Guanyu Xu is a Chicago-based artist working in photography and installation. Born in Beijing, Xu moved to the United States where he earned his BFA from the School of the Art Institute of Chicago. He is a recipient of the Fred Endsley Memorial Fellowship, a finalist for the Lucie Foundation Emerging Artist Scholarship and a finalist for the Luminarts Cultural Foundation Visual Arts Fellowship. Xu’s work examines issues of homophobia, racism, xenophobia and cultural imperialism.

“In my project, One Land To Another, I present my personal journey in the United States in a half documentary/half fiction narrative through photographic installations. I intersperse self-portraits of my staged death and American landscapes with images in which I perform acts of intimacy with other gay men. The presence of my Asian gay body disrupts the dominance of queer aesthetics which privilege a narrow, white, “masculine” homonormativity. Ultimately, the project offers an alternative representation of Asians that is seldom found in the mainstream.“

In “One Land To Another,” Xu utilizes mirrors, eye contact with the viewer, and tight camera angles to construct a narrative that presents moments of intimacy and longing, questioning who looks and is being looked at.

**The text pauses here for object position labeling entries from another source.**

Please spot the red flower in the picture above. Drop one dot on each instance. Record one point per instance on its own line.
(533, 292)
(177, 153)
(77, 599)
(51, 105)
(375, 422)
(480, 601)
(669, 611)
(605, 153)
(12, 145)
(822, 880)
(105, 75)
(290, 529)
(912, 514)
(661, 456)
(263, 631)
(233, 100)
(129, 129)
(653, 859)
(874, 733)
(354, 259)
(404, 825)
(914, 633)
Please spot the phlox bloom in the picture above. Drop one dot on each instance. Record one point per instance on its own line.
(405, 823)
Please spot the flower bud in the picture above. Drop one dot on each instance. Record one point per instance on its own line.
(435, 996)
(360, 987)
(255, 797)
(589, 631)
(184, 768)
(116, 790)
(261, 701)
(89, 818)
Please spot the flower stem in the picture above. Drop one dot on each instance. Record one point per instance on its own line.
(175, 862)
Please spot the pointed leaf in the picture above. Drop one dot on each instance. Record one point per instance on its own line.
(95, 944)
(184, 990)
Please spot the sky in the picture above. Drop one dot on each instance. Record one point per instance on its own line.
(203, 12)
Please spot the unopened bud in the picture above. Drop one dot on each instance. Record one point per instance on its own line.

These images are shaped by American generalizations of gay Asian men as both feminine and submissive. Xu’s presence in Blind Massage and Statues appears dominant and in control. In The Ideal Body, Sea, Immortality and Death in a Bathtub, Xu’s body questions western perceptions of the ideal nude.

Several non-descript photographs included in this project such as Surface, A Snow Day, and The Sun Is Bright And Warm contribute to the trajectory of the narrative by allowing the viewer to have a sense of the banal. These are placed throughout the series, often creating a public-versus-private, viewer-versus-subject perspective.